J.Lo may say “Love Don’t Cost a Thing”, but Americans are planning to spend $136.57 on Valentine’s Day anyway.
When I chanced upon the results of NRF’s Valentine’s Day Spending Survey I knew it was the perfect material for this week’s post. Data from a reliable source that’s actually relevant and interesting? Ah, be still my geeky heart.
In today’s post, I talk through the thought process in coming up with an infographic like the one I made above.
What are the data?
The first thing I did was read through NRF’s whole press release. I emphasize whole because NRF chose to chart some data, while only talking through others.
e.g., They made a chart for planned gift recipients:
But only mentioned the planned budgets in text:
This year’s survey found consumers plan to spend an average $85.21 on their significant other/spouse, $26.59 on other family members such as children or parents, $6.56 on children’s classmates/teachers, $6.51 on friends, $4.27 on co-workers, and $4.44 on pets.
It’s easy to miss some data just because there weren’t any visualizations for them.
Since I didn’t want to miss out–after all, the juicy stories might be the ones in hiding–I made sure to read through the whole thing, keeping a tab of what data were available.
Here’s my tab, in bold are what I ended up using:
- Planned Valentine’s Day spending for the past 10 years.
- Average planned spending in 2007, 2016, and 2017.
- Percentage planning to celebrate the holiday in 2007 vs 2017.
- Average planned spend per recipient.
- Planned Valentine’s Day gift recipients.
- Planned gift purchases for Valentine’s Day in $.
- The mismatch of giving vs receiving experience gifts.
- Planned gift purchases for Valentine’s Day by percentage.

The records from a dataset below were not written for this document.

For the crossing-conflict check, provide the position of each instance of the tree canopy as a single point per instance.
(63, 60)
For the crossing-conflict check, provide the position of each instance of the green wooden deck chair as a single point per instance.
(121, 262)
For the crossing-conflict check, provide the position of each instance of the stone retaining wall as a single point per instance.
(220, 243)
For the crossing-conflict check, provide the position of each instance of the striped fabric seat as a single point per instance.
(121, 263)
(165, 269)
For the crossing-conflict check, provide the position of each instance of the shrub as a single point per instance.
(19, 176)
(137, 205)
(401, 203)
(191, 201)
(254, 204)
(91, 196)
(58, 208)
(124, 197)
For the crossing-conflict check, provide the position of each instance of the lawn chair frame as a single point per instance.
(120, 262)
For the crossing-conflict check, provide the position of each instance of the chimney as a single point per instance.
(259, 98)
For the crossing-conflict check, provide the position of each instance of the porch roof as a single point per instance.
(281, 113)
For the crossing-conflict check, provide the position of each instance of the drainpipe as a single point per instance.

- Where consumers plan to shop for these gifts.
What’s the story?
The next step was to figure out what story to tell with this data.
I found the data interesting, but I’m admittedly biased towards numbers. I had to find a reason for people to want to read the data.
So, I made the story as relatable as possible.
I’m an average guy/girl. I’m spending Valentine’s Day with someone really special in my life, and I want to make sure they know it. I’m going to spend my hard-earned cash on them!
But I don’t know how much to spend.
Am I already overspending? Or am I a being cheapskate?
How much is everybody else spending?
I crafted the story in terms of what an average person might Google and get the above data as a result.
From there, it was a matter of deciding which of the data could expound on the story.
Below was my chosen storyline:
How much is Valentine’s Day going to cost me?
Does it always cost this much?
What should I buy?
How much should I budget?
Okay, but only because he/she’s my significant other. What about everyone else?
How can I save?
I was planning to stick to three main points, but I added that last item because I wanted to remind people that they could always just opt out of the holiday. I wanted the story to have a twist at the end.
What tool to use?
Initially I was planning to bust out some complex Excel charts, or maybe even Power BI because I was playing around with it last week.
I even found out that a similar data set was featured on #MakeoverMonday, so a bunch of people were posting all these pretty visualizations made with Tableau. Yay, inspiration!
But then I re-read my storyline. And thought again of my target audience.
Was there any value in using fancy visualizations?
Begrudgingly, the answer was no. I wanted my audience to relate to the data, not be alienated by it. And in order to do that being simple is key.
For example, I thought it’d be cool to give a year-on-year comparison of the average spending on Valentine’s Day:
This is the kind of thing that excites product owners and sales managers. But the average Joe or Jane? Nah, prolly not.
I also considered re-interpreting NRF’s Planned Gift Purchases chart:
But I think people are more concerned about what other people are buying, rather than the relative amounts. So I highlighted that: I used icons to represent the most popular gifts, and downgraded the chart values to supplementary numbers.
In the end, we have an infographic made 100% in Canva. No fancy visualizations. Hmph.
It’s like I planned for a novel but walked away with a short story.
Because its for Valentine’s Day and because its one of my favorite colors, I opted for pink.
It turned out to be a little bright though, so I used the slightly darker shade #E2AE9D instead.
As for fonts, I kept the fashion theme going by applying the fashion retail font pairing recommended by Canva. That is, Bebas Neue with Montserrat.
Coincidentally, Bebas with the brown background looks like a popular chocolate brand.
Overall the most difficult part was finding the story. It was a struggle trying to come up with questions people want answered versus what answers I already had with me through the data.
An easy way out would have been to take NRF’s summary and run away with it:
Valentine’s Day continues to be a popular gift-giving occasion even if consumers are being more frugal this year.–Matthew Shay, NRF President and CEO
But I chose not to. Instead I took the hard path of trying to be “relatable”. sigh.
The aesthetics were fun. I love pink, so choosing a main color was a no-brainer. The accent colors and fonts were more deliberate choices, but made easy thanks to guides.
I’ve shared what I could out of this infographic, and I’d love to hear what you think. Any type of feedback would be appreciated.